Olympic rowing event

The men's single sculls was a rowing event held as part of the Rowing at the 1912 Summer Olympics programme. It was the fourth appearance of the event. The competition was held from 17 to 19 July at Djurgårdsbrunnsviken. There were 13 competitors from 11 nations. Each nation could have up to two boats. The event was won by Wally Kinnear of Great Britain, the nation's second consecutive victory in the men's single sculls. The other three medal-winning nations were new to the podium in the event. Kinnear beat Everard Butler of Canada in the semifinals, while Belgium's Polydore Veirman prevailed over Mart Kuusik of the Russian Empire; Butler and Kuusik received bronze medals. Veirman earned silver after falling to Kinnear in the final.

==Background==

This was the fourth appearance of the event. Rowing had been on the programme in 1896 but was cancelled due to bad weather. The single sculls has been held every time that rowing has been contested, beginning in 1900.

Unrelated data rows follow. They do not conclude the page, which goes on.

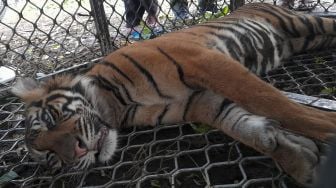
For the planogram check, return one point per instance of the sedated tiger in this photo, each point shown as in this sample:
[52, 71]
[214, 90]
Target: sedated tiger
[207, 73]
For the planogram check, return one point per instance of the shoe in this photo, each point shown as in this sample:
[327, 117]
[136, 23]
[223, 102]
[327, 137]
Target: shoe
[135, 35]
[157, 30]
[181, 14]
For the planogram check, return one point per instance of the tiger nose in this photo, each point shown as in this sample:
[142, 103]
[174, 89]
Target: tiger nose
[80, 150]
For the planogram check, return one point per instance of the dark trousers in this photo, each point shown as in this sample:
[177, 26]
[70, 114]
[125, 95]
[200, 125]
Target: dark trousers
[135, 10]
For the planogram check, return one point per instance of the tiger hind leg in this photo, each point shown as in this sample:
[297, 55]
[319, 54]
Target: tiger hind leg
[297, 155]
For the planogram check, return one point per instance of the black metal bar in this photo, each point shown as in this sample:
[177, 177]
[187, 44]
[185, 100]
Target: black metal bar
[101, 23]
[234, 4]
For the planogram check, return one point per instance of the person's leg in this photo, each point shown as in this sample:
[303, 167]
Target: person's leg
[134, 12]
[207, 5]
[151, 6]
[180, 8]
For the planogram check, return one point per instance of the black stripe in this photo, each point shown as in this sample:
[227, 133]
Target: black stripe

The two favorites in the event were likely Wally Kinnear of Great Britain (the Diamond Challenge Sculls winner in 1910 and 1911) and Polydore Veirman of Belgium, who would win the European championship later in 1912. Another strong contender was Everard Butler of Canada, the top North American sculler and winner of the National Association of Amateur Oarsmen events in 1911 and 1912.

Australasia, Austria, Bohemia, Denmark, Finland, and the Russian Empire each made their debut in the event. Great Britain made its third appearance, most among nations, having missed only the 1904 Games in St. Louis.

==Competition format==

As in 1908, the 1912 tournament featured four rounds of one-on-one races. Semifinal losers each received bronze medals. For the first time, the Olympic course used the now-standard distance of 2000 metres.

==Schedule==

| Date | Time | Round |
|---|---|---|
| Wednesday, 17 July 1912 | 15:00 | First round |
| Thursday, 18 July 1912 | 11:00 11:40 12:00 19:30 | Quarterfinals 1 and 2 First round heat 1 re-run Quarterfinals 3 and 4 Quarterfinals 1 re-run |
| Friday, 19 July 1912 | 12:30 17:00 | Semifinals Final |

==Results==

===First round===

====Heat 1====

Kuusic nearly collided with Heinrich in the first heat, leading to a protest that resulted in the heat being re-rowed the next day; Heinrich was disqualified in the second running of the heat. Three of the heats were walkovers.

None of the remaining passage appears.